I let that go. He’d fight that one. He didn’t want his friends at the club to know he was being investigated, and a guy like English will dig in to protect his reputation. Besides I could check it easily. The club and the committee, too.
“Badger?” I said. “Insult? Lawrence, how unkind. I am clearly not of your social class, but I am not without grace.”
“Are you through?”
“I am for now,” I said. “I will authenticate your—if you’ll pardon the expression—alibi, and I may look further into your affairs. If the alibi checks, I’ll still keep you in mind, however. You didn’t have to do it, to have it done, or to know who did it.”
“I shall sue you if you continue to bother me,” English said.
“And if you are involved in any way in anything that happened to Rachel Wallace,” I said, “I will come back and put you in the hospital.”
English narrowed his eyes a little. “Are you threatening me?” he said.
“That’s exactly it, Lawrence,” I said. “That is exactly what I am doing. I am threatening you.”
English looked at me with his eyes narrowed for a minute, and then he said, “You’d better leave.”
“Okay by me,” I said, “but remember what I told you. If you are holding out on me, I’ll find out, and I’ll come back. If you know something and don’t tell me, I will find out, and I will hurt you.”
He stood and opened the study door.
“A man in my position has resources, Spenser.” He was still squinting at me. I realized that was his tough look.
“Not enough,” I said, and walked off down the hall and out the front door. The snow had stopped. Around back, a Plymouth sedan was parked next to my car. When I walked over to it, the window rolled down and Belson looked out at me.
“Thought this was your heap,” he said. “Learn anything?”
I laughed. “I just got through threatening English with you,” I said, “so he’d talk to me. Now here you are, and he could just as well not have talked to me.”
“Get in,” Belson said. “We’ll compare notes.”
I got in the back seat. Belson was in the passenger seat. A cop I didn’t know sat behind the wheel. Belson didn’t introduce us.
“How’d you get here?” I said.
“You told Quirk about the library scene,” Belson said, “and we questioned Linda Smith along with everybody else and she mentioned it to me. I had it on my list when Quirk mentioned it to me.
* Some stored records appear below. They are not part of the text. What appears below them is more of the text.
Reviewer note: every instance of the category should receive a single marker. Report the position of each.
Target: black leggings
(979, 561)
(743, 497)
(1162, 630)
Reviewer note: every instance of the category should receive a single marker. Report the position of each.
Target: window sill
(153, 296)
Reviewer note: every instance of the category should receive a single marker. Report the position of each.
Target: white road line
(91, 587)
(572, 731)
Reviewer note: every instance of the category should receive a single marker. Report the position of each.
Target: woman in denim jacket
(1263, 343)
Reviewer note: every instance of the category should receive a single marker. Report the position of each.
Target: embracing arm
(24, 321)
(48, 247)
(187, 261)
So we called the Belmont Police and found ourselves about an hour behind you. What you get?”
“Not much,” I said. “If it checks out, he’s got an alibi for all the time that he needs.”
“Run it past us,” Belson said. “We won’t mention you, and we’ll see if the story stays the same.”
I told Belson what English had told me. The cop I didn’t know was writing a few things in a notebook. When I was through, I got out of the Plymouth and into my own car. Through the open window I said to Belson, “Anything surfaces, I’d appreciate hearing.”
“Likewise,” Belson said.
I rolled up the window and backed out and turned down the drive. As I pulled onto the street I saw Belson and the other cop get out and start toward the front door. The small drift of snow that had blocked the driveway when I’d arrived was gone. Man in English’s position was not without resources.